Group Presentation

   Our group presentation went reasonably well. "The sublime" turned out to be a rather polarizing subject, but we covered our ground well by providing various examples and having the class choose between them. The clip that I provided from Akira Kurosawa's "Dreams" went over alright but there was a student in class who found objection to it. He said that my scene wasn't sublime because there was nothing extraordinary about it - we've all seen mountains, we've all seen meadows, we've all seen children, and I suppose we've all seen beautifully rendered film. This struck me a little dumb, because the scene was without a doubt sublime in my mind, but therein lies the categories fundamental subjectivity. However, in reading Kant, I discovered that his definition of the sublime doesn't only describe fundamentally huge phenomenon, but relates to the feeling in the observer of a certain disparity between their logical faculties and that which they are viewing: 'sublime cannot be contained in any sensible form, but concerns only ideas of reason, which, though no presentation adequate to them is possible, are provoked and called to mind precisely by this inadequacy, which does allow of sensible presentation." (Kant 432) Therefore, I still argue my scene as sublime, although I do not know if it could be seen as such outside of the context that brings the little boy to the mountain.

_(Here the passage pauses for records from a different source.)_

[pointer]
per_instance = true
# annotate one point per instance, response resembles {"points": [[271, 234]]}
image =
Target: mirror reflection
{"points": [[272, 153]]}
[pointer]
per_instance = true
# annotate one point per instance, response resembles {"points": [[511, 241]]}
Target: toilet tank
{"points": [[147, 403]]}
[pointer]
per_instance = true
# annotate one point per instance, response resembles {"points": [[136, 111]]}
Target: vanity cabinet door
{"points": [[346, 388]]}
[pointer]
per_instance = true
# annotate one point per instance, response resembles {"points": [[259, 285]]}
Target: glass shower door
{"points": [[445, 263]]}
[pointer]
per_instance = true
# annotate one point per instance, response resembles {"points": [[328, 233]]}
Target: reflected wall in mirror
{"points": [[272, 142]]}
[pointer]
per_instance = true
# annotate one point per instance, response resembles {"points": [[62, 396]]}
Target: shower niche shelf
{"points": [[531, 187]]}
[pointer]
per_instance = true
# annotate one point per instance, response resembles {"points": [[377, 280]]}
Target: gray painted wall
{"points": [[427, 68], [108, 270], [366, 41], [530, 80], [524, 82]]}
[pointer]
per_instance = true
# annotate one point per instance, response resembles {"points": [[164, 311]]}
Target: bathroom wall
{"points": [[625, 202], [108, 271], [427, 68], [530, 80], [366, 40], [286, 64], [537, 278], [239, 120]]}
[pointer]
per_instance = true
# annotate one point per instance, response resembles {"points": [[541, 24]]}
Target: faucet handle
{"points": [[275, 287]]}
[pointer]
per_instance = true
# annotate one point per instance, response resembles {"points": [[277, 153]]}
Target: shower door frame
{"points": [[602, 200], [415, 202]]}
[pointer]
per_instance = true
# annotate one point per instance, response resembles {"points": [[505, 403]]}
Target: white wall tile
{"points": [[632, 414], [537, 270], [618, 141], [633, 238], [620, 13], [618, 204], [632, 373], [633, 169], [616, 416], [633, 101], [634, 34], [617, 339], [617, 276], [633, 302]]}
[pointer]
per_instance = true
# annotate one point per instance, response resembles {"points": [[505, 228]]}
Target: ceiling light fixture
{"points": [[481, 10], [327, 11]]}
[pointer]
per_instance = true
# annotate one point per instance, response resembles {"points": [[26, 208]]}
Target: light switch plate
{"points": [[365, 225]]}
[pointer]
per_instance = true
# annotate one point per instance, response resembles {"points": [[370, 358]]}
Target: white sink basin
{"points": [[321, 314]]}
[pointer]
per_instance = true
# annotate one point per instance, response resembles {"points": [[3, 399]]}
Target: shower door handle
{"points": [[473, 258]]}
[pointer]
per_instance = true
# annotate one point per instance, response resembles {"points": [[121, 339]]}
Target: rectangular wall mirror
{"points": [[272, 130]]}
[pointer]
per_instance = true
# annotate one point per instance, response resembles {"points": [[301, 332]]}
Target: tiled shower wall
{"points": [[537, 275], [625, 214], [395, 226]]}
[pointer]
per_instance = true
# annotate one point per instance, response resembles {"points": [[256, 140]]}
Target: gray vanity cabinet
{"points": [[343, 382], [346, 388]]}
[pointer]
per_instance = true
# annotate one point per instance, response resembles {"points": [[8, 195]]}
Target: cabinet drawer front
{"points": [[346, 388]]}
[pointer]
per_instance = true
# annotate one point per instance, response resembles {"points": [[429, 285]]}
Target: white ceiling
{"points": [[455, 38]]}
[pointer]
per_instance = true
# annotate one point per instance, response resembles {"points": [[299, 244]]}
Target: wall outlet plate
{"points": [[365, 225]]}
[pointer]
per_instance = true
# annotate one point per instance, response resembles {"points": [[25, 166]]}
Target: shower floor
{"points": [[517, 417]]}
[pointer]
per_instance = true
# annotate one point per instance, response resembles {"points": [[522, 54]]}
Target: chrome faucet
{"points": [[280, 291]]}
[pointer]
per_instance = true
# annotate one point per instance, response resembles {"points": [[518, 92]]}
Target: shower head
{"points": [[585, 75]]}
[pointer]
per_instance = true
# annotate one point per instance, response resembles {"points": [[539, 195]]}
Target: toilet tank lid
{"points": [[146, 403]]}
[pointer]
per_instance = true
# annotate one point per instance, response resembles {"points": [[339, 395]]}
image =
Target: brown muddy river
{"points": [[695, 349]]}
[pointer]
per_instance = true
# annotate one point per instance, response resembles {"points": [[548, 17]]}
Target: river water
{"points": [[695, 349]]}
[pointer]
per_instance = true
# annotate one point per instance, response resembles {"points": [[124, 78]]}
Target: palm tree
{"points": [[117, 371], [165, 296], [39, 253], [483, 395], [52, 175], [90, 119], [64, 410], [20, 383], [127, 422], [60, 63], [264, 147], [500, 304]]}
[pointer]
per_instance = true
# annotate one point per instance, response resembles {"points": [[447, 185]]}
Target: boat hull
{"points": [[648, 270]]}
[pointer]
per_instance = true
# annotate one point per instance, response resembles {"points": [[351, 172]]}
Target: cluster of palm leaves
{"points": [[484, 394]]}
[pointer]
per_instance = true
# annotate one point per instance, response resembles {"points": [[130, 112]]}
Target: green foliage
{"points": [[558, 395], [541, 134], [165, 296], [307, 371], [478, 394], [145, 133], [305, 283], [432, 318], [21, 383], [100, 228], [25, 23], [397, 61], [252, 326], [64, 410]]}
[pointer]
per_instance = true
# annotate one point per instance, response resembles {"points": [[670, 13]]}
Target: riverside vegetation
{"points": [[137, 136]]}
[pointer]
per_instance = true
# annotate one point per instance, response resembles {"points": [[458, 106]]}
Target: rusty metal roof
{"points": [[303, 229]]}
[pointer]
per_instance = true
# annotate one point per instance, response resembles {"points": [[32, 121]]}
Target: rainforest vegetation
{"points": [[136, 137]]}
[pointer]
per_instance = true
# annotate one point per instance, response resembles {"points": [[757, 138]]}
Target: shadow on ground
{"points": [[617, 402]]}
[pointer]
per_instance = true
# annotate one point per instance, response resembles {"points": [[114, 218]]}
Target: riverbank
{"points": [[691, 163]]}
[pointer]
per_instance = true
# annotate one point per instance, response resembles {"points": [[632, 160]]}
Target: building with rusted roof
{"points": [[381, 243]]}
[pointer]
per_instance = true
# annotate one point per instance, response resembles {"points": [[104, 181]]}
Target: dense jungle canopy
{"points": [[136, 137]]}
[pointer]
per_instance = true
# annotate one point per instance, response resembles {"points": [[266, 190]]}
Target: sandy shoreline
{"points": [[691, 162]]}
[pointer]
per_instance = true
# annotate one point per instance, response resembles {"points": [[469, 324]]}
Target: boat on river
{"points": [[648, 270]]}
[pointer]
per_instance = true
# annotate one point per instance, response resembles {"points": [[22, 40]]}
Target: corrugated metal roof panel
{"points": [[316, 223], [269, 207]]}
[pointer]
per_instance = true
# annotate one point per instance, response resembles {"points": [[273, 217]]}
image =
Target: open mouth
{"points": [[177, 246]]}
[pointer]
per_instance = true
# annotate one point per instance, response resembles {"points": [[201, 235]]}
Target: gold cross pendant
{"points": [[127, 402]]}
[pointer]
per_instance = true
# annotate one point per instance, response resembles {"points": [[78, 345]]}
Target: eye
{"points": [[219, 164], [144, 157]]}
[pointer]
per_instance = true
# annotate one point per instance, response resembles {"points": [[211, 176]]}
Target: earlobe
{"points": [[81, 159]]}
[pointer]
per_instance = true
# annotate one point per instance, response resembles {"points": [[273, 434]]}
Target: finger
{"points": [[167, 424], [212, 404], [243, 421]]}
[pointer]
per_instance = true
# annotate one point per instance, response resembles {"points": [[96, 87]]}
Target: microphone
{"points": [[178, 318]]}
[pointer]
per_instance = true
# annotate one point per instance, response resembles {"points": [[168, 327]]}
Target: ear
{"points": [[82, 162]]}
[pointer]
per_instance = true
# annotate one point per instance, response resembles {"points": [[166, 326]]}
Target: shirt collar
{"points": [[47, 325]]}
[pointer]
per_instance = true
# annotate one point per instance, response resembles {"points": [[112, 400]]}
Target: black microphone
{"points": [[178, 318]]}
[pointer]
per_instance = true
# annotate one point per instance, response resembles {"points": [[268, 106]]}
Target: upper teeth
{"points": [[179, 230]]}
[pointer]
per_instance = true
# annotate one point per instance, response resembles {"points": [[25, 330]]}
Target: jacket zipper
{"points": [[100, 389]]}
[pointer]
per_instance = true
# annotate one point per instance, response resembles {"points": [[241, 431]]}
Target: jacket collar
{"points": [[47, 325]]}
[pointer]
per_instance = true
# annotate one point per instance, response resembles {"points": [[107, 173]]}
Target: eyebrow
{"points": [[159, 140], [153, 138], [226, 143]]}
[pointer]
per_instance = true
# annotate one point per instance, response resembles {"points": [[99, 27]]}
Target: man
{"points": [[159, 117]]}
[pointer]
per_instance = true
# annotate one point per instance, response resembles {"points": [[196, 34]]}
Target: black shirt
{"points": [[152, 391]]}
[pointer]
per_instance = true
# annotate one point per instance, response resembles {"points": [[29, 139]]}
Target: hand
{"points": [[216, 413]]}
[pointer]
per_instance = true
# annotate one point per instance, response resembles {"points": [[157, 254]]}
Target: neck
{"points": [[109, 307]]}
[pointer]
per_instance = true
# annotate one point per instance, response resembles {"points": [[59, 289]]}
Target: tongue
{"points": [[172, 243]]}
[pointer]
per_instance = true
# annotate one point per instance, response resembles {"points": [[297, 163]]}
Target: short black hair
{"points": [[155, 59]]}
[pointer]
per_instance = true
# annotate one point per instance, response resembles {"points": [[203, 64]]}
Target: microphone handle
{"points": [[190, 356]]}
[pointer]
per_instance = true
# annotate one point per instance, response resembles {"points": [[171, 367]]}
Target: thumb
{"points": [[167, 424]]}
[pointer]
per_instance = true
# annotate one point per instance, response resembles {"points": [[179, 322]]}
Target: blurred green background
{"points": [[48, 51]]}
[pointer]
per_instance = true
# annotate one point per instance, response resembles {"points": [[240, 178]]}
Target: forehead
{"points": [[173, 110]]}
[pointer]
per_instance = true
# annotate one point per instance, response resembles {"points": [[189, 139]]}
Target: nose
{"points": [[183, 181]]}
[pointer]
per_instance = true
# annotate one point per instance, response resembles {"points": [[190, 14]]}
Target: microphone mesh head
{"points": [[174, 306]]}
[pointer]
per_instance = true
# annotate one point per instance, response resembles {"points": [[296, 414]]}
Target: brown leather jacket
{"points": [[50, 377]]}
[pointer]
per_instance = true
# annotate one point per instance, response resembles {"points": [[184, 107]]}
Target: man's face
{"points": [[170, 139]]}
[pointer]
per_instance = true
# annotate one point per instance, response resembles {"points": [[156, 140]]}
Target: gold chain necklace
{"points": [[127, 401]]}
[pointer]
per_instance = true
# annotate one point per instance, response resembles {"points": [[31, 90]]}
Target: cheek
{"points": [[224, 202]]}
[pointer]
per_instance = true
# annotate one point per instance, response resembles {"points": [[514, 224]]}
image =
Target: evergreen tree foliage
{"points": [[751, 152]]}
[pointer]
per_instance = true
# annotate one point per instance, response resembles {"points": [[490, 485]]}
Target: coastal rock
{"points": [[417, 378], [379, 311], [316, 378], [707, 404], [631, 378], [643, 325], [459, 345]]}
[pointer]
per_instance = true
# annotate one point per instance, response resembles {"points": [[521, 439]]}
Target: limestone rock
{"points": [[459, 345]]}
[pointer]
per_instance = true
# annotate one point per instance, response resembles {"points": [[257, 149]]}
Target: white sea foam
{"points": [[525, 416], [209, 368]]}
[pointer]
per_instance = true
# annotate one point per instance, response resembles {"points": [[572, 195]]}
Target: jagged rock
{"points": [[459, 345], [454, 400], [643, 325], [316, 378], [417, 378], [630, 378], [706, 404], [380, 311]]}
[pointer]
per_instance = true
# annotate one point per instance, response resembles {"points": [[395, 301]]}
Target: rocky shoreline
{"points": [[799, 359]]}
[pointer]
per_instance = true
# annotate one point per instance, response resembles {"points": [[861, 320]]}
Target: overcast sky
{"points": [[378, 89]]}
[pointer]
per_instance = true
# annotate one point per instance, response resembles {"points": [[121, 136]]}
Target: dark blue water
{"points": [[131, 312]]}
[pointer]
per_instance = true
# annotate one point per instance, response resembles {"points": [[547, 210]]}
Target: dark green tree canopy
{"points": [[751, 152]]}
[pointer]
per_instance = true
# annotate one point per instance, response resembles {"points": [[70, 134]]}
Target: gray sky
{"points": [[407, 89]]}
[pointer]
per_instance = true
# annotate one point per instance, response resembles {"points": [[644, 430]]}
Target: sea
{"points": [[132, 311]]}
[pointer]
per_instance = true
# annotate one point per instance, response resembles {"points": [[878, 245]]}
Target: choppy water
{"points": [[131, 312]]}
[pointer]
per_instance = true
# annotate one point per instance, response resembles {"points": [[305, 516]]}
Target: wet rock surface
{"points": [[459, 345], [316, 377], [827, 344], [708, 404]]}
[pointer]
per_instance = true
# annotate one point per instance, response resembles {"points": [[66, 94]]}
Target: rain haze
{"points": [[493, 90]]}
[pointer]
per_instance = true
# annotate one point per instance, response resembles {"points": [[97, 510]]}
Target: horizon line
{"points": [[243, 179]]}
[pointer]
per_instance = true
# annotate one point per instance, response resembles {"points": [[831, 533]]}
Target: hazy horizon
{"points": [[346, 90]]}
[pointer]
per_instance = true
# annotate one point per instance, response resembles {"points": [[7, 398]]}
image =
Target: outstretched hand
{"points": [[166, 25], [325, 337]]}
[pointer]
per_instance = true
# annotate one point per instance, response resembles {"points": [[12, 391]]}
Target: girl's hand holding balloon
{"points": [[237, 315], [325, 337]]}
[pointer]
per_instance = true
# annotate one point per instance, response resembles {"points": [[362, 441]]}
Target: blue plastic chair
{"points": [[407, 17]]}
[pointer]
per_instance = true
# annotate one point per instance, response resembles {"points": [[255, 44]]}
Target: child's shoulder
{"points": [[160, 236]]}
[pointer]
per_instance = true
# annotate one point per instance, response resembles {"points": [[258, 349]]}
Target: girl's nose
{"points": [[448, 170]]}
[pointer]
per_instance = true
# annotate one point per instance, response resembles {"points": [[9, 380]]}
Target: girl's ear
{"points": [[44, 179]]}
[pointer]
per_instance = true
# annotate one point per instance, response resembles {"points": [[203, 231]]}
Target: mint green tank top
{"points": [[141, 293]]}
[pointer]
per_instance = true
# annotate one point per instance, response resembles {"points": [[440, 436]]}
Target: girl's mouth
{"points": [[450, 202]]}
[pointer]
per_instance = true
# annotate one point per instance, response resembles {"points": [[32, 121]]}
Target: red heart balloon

However, there is a fundamental disparity and hugeness to the scene, the looming mountains and rainbow which we've been told has foxes living under it, the boy carrying the knife which he might have to kill himself with if the foxes refuse to forgive him, and the brevity of all that's conveyed in a minute of powerful footage. 


 Kant "Critique of the Power of Judgment." ed. Leitch, Vincent B. The Norton Anthology of Theory and Criticism. 2nd ed. New York: W. W. Norton &, 2010. Print.